REVIEW: First few minutes into the film, Kabir Khan uses an intelligently crafted passport sequence to introduce the audience to characters in the film. He also uses dialogue and light conversations to let you in on a fact – Indians didn’t trust India to bring home the World Cup. That’s when you realise this film is not about winning on a world stage, it’s about earning respect.

At every stage in the film, Kabir has juxtaposed real images with the reel ones – making one sit up and take note of the fact that he has heavily invested in research and the recreation (the scenes look as good as the real incidents on the field) of defining moments in Team India’s 1983 World Cup journey. You realise that the film was not all drama or all sport – it made a clear attempt to amalgamate both. And to a large degree, it succeeds in doing so.

India’s love for cricket has a lot to do with the way the team of 1983 went on to knock the wind out of the West Indies, a nearly-unbeatable cricket team of the period, during the World Cup Finals that year. At one point during the tournament, the level of expectation from Team India was low enough for a broadcaster to easily choose a match between giants, West Indies and Australia over a match between India and Zimbabwe. The latter was the match where Indian skipper Kapil Dev created history with the Mongoose bat, and it’s that legendary innings that had not been recorded on camera.

If you’re paying to watch this film, that sequence alone will make the trip paisa vasool. Kapil Dev’s innings not only saved the day for India, but they earned the team a spot at the table and a large amount of respect which it had been lacking from every corner until then – the cricket control board back home, Indians living in India and abroad, from the international and domestic press and also from those who had already made a mark in the game. The fact that no one took the captain’s intention to win the world cup seriously plays out at different points in the film which reiterates what drove the team eventually to put its best foot forward.

Little joys, sorrows, glorious wins, painful defeats, internal upheavals that each player experienced, their individual journeys, and the journey of becoming a team that could trust itself to defeat the mightiest men in the gentleman’s game, is what Kabir Khan’s dramatic ‘83’ is all about.

When you hear Ranveer Singh nailing Kapil Dev’s unmissable style of talking, perfectly recreating his Natraj shot on the ground, his bowling action and his body language, you know you’re in the thick of a sports drama revolving around cricket. But when you hear him talk about why he thinks, believes and feels the way he does for the sport, you hear a man telling you what makes him a distinguished name in the game. We’ve all seen the iconic picture of Kapil Dev holding up the world cup; the film delves into why we tend to feel emotionally charged each time we see it.

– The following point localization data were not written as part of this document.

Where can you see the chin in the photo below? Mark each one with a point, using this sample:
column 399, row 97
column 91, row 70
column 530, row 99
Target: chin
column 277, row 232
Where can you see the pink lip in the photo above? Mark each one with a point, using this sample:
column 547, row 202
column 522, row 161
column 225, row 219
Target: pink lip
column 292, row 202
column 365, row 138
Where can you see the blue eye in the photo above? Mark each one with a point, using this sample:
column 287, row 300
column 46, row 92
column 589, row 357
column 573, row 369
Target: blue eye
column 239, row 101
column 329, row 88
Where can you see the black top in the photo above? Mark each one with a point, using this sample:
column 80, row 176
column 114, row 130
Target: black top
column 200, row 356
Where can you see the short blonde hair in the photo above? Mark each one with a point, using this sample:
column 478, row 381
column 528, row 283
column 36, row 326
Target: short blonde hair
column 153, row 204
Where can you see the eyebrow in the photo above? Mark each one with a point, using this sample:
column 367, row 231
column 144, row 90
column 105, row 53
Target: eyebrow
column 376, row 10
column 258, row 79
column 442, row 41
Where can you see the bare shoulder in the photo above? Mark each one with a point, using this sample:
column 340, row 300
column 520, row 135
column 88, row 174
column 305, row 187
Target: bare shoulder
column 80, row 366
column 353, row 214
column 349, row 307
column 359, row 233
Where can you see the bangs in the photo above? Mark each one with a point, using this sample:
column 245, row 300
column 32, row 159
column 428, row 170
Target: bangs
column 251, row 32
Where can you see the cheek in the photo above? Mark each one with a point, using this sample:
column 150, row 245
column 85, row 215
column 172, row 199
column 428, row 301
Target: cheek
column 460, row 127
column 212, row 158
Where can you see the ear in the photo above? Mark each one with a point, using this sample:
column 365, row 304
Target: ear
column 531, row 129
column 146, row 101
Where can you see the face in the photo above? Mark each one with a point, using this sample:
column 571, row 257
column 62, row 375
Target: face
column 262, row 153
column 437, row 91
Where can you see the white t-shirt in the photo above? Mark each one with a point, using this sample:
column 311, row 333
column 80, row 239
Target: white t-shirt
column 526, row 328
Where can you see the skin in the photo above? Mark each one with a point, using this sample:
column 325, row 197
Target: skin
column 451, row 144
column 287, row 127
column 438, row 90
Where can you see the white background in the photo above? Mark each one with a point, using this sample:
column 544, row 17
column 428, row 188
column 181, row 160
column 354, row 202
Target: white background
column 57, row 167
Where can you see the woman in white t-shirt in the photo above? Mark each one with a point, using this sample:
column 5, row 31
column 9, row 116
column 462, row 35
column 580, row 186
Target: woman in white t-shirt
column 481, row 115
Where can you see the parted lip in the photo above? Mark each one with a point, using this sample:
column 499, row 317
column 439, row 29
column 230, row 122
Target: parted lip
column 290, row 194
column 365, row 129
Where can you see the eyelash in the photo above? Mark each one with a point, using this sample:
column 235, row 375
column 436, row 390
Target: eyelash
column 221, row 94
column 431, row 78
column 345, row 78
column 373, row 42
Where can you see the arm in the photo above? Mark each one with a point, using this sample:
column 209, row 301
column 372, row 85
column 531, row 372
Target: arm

At the surface, ‘83’ is about an underdog team’s win. As you go deeper, with each actor effortlessly presenting himself as an iconic cricketer from the 1983 team, you tend to feel that this picture has been crafted with a skillfully written narrative, supported by nuanced and internalised performances, and each department lending its technical brilliance to it. While Ranveer does play the captain’s innings here, Saqib Saleem, Tahir Raj Bhasin, Ammy Virk, Hardy Sandhu, Jatin Sarna are among those who add sheen to this film.

Yes, it does play on the nationalism rhetoric, way more than was required. The film’s own spirit would have driven home the point that the rhetoric scenes were trying to make. ‘83’ had scope for some good music which could have added better tempo to the narrative. But that said, with this, Kabir Khan does set a high benchmark for himself, once again.